One impatient 4-year-old girl broke away to run down the ramp - toward the noise, not away.
The Children's Museum of Indianapolis' $25 million dinosaur experience is the largest display of real juvenile and family dinosaur fossils in the United States. So exacting is the detail of the exhibit that the night sky has the star patterns of the Cretaceous Period that was the climax of the age of dinosaurs 144 million-165 million years ago.
The impressive thunder and lightning effects greeting visitors are part of a cycle of day and night that plays across the sky of the expansive sphere, repeating about every 22 minutes.
The centerpiece of Dinosphere is Bucky, a teenage Tyrannosaurus rex, the first juvenile T. rex on permanent display in a museum.
Other specimens include:
A hypacrosaur family of adult, juvenile and infant examples.
Maiasaura, a plant-eating duckbill dinosaur.
Kelsey, one of the most complete Triceratops skeletons.
Baby Louie, the only articulated dinosaur embryo fossil found in the world.
"It can take 10 man years of work to get one skeleton to display status," says museum Paleo Prep Lab scientist Shane Zimmer as he cleans some bones and answers questions from the children.
"Getting everything in place is quite a feat.

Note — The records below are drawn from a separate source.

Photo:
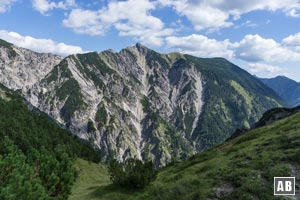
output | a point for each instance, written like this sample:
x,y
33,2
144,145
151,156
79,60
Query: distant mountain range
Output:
x,y
287,89
138,102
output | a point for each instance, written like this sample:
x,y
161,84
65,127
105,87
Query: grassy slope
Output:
x,y
246,164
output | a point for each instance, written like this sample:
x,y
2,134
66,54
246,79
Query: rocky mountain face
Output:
x,y
287,89
138,102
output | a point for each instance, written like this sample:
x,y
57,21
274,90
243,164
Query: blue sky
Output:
x,y
261,36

Just the skull of a Triceratops can weigh close to 600 pounds."
World-famous paleontologists and dinosaur experts are part of an advisory board that ensures that the 13-acre museum's exhibits are lifelike and truthful to known science.
Children enjoy their time in the Paleo Lab by fitting together bone fragments and trying to identify what bone they have "discovered."
On the opposite side of Dinosphere, the Dinosaur Dig Site is less scientific but great fun as kids borrow "dig equipment" to unearth their finds.